Something in my chest fractures. Just a hairline crack in the armor I've built around my ruined heart, but enough that tears prickle behind my eyes. I blink them back furiously, refusing to break in front of this room.
"Nesilhan carries nothing alone." Kaan's voice could freeze blood. His shadows have consumed half the hall now. "She has me. She has this court. She doesn't require comfort from visiting relatives with convenient timing."
"Of course," Yasar concedes smoothly, though his eyes never leave mine. "I merely offer perspective from someone who understands what it means to lose everything that matters and find a way to survive anyway."

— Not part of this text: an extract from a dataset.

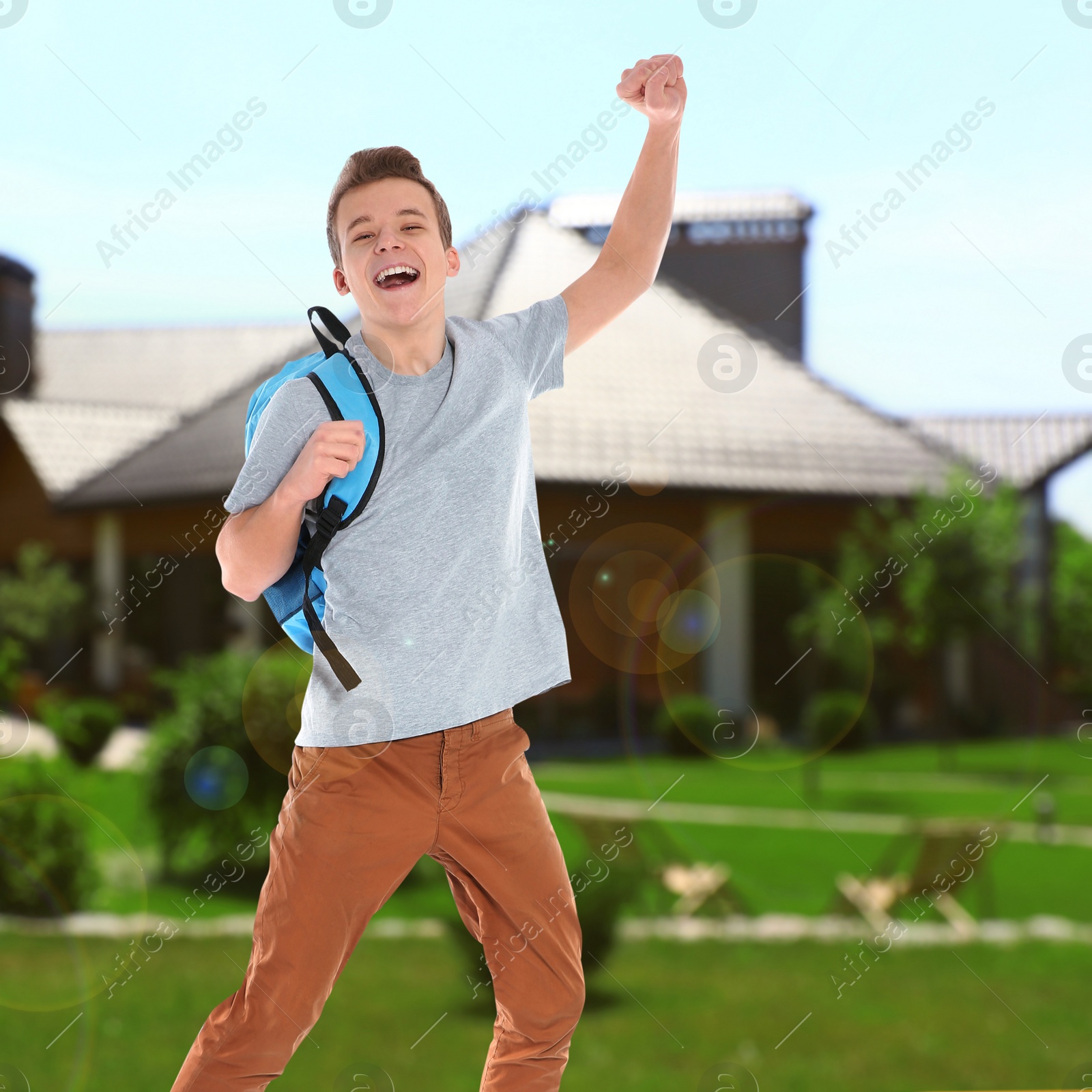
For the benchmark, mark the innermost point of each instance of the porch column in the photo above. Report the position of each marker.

The pull intensifies. That magnetic force drawing me toward him, making me want to lean across this table and...
And what? Ask him how he survived? Beg him to tell me it gets easier? Confess that some nights I lie awake wishing the knife had found my heart instead of my womb?
"Enough." The word tears from my throat. I stand abruptly, my chair scraping against stone. "I've lost my appetite. If you'll excuse me."
"Nesilhan." Kaan reaches for my arm, but I pull away before he can make contact.
"Don't touch me."
I flee the hall with as much dignity as I can salvage, Elcin's footsteps following close behind. But even as I put distance between myself and that cursed dinner, I feel it—that invisible thread connecting me to Yasar, growing tauter with each step.
Like something fundamental in my being recognizes him. Needs him. Desires him in ways that have nothing to do with conscious choice.
And I don't understand. Can't understand.
But I know, with sudden terrible certainty, that whatever Yasar's presence awakens in me is dangerous.
More dangerous, perhaps, than the war brewing at our borders or the grief eating me from within.
Because it feels like hope.
And hope, I've learned, is the cruelest lie of all.